Une situation qui pousse les ménages et les entreprises, pendant la phase Post-Covid-19, à se préoccuper par la reconstitution de l’épargne et le remboursement de la dette au détriment de la consommation et de l’accumulation du capital, entraînant ainsi un ralentissement de la demande intérieure privée et un essoufflement de la croissance économique.
Ensuite, il y a la dette publique qui poursuit sa tendance haussière, en raison essentiellement de l’assouplissement de la politique budgétaire. Il est clair que la dette publique a un rôle important à jouer dans le lissage des cycles économiques, la réponse aux crises de tous genres, en l’occurrence la crise sanitaire, ainsi que dans le financement des investissements publics et d’infrastructure.
Cependant, et bien que le Maroc n’ait jusqu’à présent pas atteint un niveau critique de la dette publique, cette dernière demeure soumise aux risques de taux de change et de maturité.
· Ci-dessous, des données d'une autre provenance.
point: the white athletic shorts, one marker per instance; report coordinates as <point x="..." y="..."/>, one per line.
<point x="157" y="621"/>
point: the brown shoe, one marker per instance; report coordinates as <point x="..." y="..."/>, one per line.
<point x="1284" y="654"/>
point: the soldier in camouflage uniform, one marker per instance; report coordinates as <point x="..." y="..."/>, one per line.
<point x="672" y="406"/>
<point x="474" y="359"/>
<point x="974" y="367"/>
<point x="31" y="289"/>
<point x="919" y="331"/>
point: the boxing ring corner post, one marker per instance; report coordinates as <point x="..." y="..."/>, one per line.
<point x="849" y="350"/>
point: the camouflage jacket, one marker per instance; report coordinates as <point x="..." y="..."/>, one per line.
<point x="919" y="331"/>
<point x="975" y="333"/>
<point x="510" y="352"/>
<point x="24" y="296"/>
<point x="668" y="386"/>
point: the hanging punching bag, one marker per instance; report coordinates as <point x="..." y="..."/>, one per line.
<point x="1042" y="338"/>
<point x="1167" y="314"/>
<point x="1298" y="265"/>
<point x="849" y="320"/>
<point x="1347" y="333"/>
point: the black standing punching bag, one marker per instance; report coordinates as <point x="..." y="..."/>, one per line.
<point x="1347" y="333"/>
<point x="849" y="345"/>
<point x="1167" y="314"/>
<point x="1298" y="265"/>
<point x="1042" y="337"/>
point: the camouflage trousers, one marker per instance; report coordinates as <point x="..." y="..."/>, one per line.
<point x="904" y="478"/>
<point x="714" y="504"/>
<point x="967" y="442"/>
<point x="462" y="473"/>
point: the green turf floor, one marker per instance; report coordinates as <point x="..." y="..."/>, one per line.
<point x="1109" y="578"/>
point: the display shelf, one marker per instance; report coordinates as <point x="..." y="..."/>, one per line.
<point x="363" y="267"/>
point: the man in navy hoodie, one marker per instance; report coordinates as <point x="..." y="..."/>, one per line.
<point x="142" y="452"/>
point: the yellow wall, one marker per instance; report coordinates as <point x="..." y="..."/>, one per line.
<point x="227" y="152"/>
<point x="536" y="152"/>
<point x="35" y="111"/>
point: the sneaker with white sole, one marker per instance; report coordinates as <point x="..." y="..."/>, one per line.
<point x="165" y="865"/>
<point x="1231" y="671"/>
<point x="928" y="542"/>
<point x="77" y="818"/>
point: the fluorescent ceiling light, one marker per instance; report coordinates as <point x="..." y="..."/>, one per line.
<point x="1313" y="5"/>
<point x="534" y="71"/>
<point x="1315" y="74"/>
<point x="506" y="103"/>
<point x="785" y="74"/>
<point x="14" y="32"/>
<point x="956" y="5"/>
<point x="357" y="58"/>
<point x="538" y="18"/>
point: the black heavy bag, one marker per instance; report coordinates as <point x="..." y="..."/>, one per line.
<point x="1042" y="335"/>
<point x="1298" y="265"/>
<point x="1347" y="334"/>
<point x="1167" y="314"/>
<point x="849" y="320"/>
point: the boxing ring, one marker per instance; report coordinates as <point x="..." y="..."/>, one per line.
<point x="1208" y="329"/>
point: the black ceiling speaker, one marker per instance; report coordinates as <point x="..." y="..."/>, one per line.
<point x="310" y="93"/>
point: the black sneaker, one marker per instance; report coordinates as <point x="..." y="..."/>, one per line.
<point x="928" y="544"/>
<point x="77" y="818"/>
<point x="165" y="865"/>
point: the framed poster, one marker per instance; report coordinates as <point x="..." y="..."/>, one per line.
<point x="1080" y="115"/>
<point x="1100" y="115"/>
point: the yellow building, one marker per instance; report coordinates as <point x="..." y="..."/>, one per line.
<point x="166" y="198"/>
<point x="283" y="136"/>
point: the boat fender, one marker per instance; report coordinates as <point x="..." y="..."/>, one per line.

Si le ratio dette publique sur produit intérieur brut continue sur sa tendance haussière et atteint un niveau critique dans le futur, le Maroc pourrait bien manquer d’espace budgétaire et ne pas être en mesure de déployer des ressources publiques nécessaires pour contre tout autre choc négatif.
En outre, la « fuite vers la qualité » sur les marchés financiers pourrait bien signifier que pour certains pays à revenu intermédiaire, comme le Maroc, il sera plus difficile d’emprunter pour couvrir leur déficit budgétaire (Hausmann, 2020).
La montée de l’aversion au risque pourrait également durcir les conditions d’accès au financement extérieur et limiter les ressources nécessaires pour faire face aux chocs de la balance des paiements.